Tam arkamı dönüp gidecekken nedense içimden tekrar onu göreceğimi hissetmiştim. Neden böyle hissettim ki şimdi ben . İçimdeki duyguyu dışarı vurmak istercesine kafamı biraz ona çevirip ;

"Bir daha görüşmemek üzere ."dedim. Bir nevi dua niteliğinde olan bu cümlem kabul olurdu inşaAllah.

Hızlı bir şekilde ordan uzaklaşıp, Elif ile buluştuğumuz yere gelmiştim. Elif beni gördüğü gibi ilkin kızsada sonra sarılmıştı. Sitem dolu bir sesle ,

"Nerdesin yaa, deli gibi merak ettim seni. Telefonun nerde hem senin. Kaç defadır arıyorum seni ama bir türlü ulaşamıyorum."

O kadar meraklanmıştı gözleri dolmuştu.
Onu böyle görmek benide çok üzmüştü. Ahh Maşita , ne hale getirdin kızı. Bende sıkıca sarılmıştım. Sonra birden ıslak olduğumu hatırlayınca onu yavasşa kendimden uzaklaştırdım.

" Tamam sakinleş camının içi. Bak iyiyim . Ama sırılsıklam oldum baksana halime. Islanma sende. "

Dedim üstüme göstererek.

" Deli misin kızım sen . Benim burda aklım çıktı başına birşey geldi sandım. Sen daha ıslanma diyorsun. Hem sen neden şemsiye almadın yanına. "Dedi sitemkar bir tarzda.

" İlkin şurdaki kafeye geçelim mi . Kurulansam iyi olur. Baya soğuk olmaya başladı hem. " Dedim.

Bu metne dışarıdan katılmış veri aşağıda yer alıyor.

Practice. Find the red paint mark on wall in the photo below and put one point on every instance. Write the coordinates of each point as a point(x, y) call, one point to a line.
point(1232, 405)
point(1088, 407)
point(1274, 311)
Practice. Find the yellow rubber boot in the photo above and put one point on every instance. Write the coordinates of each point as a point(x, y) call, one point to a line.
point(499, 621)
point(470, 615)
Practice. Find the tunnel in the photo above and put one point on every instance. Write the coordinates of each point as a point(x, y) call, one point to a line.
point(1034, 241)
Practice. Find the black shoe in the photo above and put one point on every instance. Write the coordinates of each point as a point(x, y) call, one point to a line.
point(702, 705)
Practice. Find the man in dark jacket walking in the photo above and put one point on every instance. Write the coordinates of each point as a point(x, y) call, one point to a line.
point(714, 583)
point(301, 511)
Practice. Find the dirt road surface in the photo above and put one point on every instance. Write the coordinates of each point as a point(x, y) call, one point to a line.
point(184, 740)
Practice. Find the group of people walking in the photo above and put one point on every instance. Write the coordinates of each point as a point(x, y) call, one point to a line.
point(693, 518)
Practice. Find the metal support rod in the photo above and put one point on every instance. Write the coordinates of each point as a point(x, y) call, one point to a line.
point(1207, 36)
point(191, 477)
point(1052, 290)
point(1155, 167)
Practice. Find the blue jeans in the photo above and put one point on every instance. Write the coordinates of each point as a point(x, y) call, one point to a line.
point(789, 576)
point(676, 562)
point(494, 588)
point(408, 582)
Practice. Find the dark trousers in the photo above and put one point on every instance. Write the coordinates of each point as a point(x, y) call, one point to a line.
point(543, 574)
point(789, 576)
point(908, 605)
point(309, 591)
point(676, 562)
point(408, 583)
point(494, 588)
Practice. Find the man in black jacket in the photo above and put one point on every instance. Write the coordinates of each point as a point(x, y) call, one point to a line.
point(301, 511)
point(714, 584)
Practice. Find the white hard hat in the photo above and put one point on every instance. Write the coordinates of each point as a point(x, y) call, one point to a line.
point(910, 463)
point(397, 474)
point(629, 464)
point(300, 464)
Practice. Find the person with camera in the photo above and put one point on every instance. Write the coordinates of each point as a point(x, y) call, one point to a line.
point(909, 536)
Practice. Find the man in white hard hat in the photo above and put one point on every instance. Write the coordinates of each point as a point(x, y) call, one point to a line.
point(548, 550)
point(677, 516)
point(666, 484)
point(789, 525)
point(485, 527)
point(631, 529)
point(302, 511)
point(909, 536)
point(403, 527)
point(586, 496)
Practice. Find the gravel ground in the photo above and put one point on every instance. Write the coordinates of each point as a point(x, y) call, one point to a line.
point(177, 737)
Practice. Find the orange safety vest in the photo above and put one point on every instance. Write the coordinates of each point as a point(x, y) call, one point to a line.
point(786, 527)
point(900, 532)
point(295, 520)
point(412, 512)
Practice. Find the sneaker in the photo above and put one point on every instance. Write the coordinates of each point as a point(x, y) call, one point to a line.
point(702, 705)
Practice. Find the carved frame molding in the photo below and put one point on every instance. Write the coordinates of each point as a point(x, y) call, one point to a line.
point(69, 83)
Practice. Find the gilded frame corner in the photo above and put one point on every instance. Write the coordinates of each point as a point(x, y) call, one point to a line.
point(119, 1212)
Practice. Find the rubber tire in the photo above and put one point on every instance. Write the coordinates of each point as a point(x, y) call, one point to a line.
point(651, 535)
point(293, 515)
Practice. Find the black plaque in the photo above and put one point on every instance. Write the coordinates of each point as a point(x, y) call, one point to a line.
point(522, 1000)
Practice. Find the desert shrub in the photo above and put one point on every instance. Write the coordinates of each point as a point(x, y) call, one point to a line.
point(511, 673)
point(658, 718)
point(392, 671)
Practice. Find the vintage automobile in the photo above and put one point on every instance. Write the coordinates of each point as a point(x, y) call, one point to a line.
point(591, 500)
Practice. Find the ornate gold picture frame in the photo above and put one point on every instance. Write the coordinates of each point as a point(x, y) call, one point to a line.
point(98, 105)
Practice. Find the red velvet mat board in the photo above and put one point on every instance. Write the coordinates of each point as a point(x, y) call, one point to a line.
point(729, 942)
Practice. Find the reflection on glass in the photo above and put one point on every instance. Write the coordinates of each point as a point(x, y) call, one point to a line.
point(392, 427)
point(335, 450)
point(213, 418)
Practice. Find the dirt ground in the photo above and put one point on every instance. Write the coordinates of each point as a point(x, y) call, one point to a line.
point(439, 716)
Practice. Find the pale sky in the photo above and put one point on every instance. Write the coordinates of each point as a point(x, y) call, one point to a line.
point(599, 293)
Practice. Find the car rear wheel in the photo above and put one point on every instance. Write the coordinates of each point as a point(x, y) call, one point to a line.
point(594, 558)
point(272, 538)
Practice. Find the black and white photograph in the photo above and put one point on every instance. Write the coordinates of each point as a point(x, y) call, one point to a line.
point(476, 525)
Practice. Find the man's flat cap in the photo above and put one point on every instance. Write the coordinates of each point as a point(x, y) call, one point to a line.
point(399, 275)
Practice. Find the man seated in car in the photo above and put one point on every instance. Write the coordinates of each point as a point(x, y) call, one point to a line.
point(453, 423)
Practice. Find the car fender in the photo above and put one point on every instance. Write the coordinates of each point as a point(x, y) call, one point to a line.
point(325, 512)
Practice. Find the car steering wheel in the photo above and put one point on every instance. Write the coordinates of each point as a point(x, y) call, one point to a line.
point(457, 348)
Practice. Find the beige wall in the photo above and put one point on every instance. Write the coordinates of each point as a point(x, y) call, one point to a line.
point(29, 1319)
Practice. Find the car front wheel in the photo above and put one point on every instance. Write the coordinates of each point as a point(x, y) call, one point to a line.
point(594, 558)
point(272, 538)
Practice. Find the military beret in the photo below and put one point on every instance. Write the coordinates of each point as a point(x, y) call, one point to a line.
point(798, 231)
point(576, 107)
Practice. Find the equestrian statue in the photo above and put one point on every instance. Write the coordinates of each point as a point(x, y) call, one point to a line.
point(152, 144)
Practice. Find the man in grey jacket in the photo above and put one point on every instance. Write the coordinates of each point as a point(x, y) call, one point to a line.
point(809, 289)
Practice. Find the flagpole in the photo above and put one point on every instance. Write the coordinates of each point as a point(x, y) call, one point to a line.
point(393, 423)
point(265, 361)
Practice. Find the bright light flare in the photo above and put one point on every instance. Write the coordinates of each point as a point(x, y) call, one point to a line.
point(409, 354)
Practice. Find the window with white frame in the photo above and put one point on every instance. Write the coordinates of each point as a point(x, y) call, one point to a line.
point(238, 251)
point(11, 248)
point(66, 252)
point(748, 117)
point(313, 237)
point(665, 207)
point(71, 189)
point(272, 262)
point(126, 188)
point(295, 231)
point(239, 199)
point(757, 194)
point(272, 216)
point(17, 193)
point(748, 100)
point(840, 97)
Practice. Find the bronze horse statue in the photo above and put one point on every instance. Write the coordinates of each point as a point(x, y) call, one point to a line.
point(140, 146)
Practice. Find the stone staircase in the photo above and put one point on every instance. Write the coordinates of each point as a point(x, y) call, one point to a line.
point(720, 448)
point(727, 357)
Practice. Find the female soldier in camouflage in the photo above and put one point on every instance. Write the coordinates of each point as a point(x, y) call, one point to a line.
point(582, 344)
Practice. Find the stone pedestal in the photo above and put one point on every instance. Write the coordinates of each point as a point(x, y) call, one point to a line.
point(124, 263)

Kafenin lavabosuna geçip üstümdekileri baktımda çok ıslanmıştı. Burda kurulacak birşey yoktu.

" Olmayacak böyle, hadi eve gidelim . Yoksa hasta olacaksın. " Dedi
Fazla ısrar etmeden eve geri döndük. Elif' de benimle beraber gelmişti. Bende birşey olduğunu anlamış olacak ki , yanlız bırakmak istememişti ama evde anlatmam için sadece konuşmamızı ertlemişti.
Annem beni o halde görünce küçük bir sinir krizi geçirmiş ama hemen idare etmiştik. Odaya geçip ılık bir duş aldım. Elif' de o sırada bize sıcacık çaylarımızı getirmişti. Geldiğimizden beri gözleri üzerimdeydi zaten.

" Ooo, bu bir rüşvetmi Canımsı ." Dedim en tatlı halimi takınarak.

"Hiç boşuna tatlılık yapmaya çalışma , gel buraya da anlatmaya başla . "
O sırada havluyu elimden alıp saçlarımı nazikçe kurutmaya başlamıştı. İnsanın arkadaşının annesi gibi merhametli olması ne kadar da güzeldi.